The Environmental Protection Agency (EPA), NRC, and states should address existing nuclear safety and fuel issues. The EPA and NRC should adopt stronger regulations to address the environmental impacts of uranium mining as well as the safety and security risks associated with nuclear plant operations. The federal regulations governing the decommissioning of nuclear power reactors need to be fundamentally overhauled. Rather than relitigate unworkable ideas like the Yucca Mountain site in Nevada, the federal government should develop a scientifically defensible and publicly accepted consent-based siting process for geologic disposal of spent nuclear fuel. Accordingly, Congress should amend the Atomic Energy Act of 1954 to remove its express exemptions of radioactive material from environmental laws, thus creating a regulatory role for the EPA and the states in nuclear waste disposal.
The federal government should continue to fund research into nuclear energy. Long-term federal investment in energy technologies is a key aspect of federal energy policy, including DOE programs that support R&D for nuclear fuel cycle and reactor designs. Government spending on advanced nuclear R&D must prioritize the analysis of severe accident scenarios and security vulnerabilities. While cost estimates for advanced nuclear designs should be rigorously examined early in their R&D cycle, the cost and reliability assessments can only be realistically understood based on the performance of an advanced nuclear prototype and a first-of-a-kind commercial reactor. Highly expensive projects should be evaluated as public-private partnerships to judge market viability for a given advanced nuclear design. Nuclear weapons proliferation impacts should also be addressed early in the R&D cycle; advanced nuclear designs that require a closed nuclear fuel cycle to reprocess spent nuclear fuel should be rejected outright given the associated proliferation risk, high cost and production of secondary nuclear wastes.

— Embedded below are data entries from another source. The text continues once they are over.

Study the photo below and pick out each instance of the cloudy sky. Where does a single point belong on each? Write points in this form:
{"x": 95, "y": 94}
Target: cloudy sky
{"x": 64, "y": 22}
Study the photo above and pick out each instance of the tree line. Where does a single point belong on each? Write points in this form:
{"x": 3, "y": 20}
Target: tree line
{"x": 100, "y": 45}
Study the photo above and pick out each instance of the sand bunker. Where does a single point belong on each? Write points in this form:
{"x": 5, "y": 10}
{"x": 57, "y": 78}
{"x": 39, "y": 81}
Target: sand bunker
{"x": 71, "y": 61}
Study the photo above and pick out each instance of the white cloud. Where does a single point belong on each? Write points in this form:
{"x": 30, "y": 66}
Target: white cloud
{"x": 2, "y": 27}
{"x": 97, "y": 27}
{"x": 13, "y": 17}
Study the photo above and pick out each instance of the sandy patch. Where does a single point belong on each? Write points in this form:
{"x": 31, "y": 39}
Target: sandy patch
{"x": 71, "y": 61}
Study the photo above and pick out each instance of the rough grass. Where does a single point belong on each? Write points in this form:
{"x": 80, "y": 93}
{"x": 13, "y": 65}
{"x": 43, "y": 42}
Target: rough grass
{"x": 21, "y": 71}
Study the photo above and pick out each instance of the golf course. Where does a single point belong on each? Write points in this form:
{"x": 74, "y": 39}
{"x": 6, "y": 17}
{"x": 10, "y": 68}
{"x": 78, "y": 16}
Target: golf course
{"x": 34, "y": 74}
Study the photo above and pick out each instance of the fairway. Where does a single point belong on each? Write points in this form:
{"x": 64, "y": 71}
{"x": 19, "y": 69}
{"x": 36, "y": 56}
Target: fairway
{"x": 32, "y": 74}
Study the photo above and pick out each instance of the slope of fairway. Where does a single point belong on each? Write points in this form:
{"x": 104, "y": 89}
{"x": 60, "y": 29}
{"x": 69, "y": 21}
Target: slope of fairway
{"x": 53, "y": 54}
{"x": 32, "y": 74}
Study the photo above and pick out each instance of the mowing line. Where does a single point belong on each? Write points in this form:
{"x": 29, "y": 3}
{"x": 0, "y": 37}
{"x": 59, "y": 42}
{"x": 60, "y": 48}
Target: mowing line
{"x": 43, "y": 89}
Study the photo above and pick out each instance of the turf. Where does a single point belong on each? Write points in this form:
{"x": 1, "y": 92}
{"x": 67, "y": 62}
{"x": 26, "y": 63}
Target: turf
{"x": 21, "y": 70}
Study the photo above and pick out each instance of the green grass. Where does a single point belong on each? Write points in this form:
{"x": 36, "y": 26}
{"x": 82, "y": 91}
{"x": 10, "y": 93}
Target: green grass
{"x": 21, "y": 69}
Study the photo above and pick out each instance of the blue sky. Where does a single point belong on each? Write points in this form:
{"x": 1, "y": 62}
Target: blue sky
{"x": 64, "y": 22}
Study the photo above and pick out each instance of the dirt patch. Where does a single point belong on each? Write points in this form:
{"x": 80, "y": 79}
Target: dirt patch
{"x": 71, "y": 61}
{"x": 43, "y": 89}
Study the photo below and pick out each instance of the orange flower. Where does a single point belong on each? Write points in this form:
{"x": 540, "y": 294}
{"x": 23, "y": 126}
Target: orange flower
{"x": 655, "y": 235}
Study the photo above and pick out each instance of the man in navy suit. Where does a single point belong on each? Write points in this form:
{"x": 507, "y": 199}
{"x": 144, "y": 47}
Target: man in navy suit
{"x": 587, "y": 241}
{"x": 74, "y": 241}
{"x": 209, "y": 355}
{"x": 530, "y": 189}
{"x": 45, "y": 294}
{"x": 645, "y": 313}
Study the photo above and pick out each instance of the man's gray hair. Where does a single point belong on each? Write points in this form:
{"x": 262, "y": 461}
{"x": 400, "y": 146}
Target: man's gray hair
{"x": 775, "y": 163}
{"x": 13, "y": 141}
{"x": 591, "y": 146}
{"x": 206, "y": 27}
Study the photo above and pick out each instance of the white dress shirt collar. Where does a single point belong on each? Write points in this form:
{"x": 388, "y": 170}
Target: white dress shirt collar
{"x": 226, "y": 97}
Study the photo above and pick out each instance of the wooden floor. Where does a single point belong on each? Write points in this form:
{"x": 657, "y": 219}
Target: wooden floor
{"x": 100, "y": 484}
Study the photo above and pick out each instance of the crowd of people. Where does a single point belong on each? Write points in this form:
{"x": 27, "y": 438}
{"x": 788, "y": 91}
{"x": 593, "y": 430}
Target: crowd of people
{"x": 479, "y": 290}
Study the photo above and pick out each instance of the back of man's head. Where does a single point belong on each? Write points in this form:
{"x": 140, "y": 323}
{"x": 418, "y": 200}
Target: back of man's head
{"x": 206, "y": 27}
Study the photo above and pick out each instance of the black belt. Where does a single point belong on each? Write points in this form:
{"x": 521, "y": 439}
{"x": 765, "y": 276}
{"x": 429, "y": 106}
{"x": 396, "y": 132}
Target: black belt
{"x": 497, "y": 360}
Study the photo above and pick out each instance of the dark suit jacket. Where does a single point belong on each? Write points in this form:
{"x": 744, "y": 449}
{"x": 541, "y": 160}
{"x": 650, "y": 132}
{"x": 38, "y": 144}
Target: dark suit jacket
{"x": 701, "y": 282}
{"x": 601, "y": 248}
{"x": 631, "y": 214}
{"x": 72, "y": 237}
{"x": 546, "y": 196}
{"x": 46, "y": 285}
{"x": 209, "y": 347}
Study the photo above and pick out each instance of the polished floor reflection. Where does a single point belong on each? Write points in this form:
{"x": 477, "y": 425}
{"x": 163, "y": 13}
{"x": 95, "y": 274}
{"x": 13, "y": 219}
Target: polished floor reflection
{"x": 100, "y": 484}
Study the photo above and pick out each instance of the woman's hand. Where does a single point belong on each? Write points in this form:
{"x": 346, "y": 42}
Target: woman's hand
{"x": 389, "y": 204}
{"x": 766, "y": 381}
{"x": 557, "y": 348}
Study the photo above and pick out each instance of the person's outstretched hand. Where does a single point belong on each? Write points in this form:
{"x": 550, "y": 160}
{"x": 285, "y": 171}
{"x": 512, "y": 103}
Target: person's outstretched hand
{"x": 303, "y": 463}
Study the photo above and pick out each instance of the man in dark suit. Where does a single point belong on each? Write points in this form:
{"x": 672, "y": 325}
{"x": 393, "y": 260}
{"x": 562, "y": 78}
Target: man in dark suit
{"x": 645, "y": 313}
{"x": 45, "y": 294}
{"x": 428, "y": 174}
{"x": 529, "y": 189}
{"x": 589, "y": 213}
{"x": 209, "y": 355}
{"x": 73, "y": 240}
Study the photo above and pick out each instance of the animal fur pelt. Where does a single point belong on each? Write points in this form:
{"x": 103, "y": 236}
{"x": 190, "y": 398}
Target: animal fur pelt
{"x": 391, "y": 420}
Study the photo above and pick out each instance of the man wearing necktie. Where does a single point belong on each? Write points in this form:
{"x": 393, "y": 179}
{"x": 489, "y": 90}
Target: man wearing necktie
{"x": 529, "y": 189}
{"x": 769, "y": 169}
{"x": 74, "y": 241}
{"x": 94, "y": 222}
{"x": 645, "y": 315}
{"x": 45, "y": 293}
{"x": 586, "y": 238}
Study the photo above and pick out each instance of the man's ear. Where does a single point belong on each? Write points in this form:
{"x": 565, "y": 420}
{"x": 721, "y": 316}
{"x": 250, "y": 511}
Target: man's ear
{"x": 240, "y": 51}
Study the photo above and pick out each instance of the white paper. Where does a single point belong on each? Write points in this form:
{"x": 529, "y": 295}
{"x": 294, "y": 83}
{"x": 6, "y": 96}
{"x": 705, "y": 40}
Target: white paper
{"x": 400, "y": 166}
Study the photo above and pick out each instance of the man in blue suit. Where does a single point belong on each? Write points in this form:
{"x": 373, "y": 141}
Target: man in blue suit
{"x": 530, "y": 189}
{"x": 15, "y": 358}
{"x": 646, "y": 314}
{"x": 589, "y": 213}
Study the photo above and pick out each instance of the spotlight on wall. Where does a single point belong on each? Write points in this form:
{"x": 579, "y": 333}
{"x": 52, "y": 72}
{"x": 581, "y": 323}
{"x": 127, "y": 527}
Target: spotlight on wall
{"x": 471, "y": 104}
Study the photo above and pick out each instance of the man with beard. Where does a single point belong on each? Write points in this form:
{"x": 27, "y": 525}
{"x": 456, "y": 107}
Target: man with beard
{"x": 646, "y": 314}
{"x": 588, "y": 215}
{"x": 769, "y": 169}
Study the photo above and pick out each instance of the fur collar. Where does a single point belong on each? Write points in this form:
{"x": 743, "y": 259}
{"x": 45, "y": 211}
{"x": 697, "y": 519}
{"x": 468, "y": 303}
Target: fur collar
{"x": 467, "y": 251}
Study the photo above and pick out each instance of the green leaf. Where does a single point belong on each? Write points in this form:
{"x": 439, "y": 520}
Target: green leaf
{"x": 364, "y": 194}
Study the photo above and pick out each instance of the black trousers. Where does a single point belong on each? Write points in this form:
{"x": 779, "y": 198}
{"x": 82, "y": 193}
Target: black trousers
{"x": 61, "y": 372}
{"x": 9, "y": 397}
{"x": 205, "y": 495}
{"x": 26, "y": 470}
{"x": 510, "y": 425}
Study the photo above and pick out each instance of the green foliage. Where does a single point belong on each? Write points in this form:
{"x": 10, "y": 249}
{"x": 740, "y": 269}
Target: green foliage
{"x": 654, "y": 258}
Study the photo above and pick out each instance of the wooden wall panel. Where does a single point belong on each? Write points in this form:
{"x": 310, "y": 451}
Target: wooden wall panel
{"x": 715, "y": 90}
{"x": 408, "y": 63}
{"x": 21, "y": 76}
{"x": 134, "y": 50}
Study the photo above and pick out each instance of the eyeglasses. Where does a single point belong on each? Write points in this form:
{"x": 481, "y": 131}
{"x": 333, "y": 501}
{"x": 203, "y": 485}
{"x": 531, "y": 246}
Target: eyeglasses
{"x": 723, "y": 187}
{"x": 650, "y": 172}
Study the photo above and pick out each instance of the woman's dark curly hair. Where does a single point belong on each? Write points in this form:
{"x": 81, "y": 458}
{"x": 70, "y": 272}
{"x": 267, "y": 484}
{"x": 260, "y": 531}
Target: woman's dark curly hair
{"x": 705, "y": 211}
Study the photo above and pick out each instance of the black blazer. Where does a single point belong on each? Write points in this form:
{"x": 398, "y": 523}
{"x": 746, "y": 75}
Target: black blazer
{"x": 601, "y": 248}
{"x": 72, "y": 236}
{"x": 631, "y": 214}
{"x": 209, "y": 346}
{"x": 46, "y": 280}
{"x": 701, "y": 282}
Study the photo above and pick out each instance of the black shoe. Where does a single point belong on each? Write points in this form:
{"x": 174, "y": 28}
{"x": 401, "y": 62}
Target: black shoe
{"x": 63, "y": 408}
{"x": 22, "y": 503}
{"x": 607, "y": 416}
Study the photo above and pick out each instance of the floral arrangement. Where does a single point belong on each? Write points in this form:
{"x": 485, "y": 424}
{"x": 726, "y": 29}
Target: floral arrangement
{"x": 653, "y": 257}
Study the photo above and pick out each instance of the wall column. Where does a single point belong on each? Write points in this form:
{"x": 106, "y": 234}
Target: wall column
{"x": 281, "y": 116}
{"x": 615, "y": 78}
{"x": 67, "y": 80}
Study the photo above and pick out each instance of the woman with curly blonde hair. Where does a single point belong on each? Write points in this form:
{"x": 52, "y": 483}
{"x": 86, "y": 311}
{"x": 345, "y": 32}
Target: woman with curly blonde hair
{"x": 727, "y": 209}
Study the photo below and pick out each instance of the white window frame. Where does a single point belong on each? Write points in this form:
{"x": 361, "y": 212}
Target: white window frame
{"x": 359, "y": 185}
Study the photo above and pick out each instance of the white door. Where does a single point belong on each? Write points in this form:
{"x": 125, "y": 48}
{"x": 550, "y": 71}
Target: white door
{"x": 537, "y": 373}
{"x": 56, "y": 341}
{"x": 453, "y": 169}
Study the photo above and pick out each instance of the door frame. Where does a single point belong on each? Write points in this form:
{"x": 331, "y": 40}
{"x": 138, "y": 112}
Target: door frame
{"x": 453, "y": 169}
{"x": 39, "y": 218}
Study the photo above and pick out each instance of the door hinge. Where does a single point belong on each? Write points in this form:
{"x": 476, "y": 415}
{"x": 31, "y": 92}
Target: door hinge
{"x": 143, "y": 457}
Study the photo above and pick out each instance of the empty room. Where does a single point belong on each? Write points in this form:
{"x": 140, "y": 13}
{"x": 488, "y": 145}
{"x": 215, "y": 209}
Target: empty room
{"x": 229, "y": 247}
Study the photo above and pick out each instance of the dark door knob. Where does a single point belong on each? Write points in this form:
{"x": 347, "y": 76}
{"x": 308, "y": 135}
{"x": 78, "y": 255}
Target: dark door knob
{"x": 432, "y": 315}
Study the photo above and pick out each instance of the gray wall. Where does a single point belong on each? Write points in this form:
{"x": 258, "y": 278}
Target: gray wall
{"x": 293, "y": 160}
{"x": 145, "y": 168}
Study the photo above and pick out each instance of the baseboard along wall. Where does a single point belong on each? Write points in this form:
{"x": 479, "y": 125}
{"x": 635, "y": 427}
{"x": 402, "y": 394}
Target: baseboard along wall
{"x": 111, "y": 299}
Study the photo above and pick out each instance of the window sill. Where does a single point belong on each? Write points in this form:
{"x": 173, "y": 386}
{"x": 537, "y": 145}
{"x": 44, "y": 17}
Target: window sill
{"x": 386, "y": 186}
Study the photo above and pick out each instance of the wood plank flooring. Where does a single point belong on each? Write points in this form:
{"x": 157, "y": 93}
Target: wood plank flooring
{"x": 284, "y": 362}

NRDC’s analysis and recommendations focus on the time period from today to 2050. Between now and 2050, it is likely that the majority of today’s nuclear power plants will retire based on economics and license expiration alone. NRDC’s modeling and analysis shows that, if such is the case, we can replace nuclear generation with clean, renewable energy instead. Nevertheless, deep geologic storage of spent fuel and nuclear weapons proliferation will remain important problems for the United States along a pathway to a safer climate future in 2050. Whether new forms of nuclear power emerge and play a role after 2050 remains to be seen.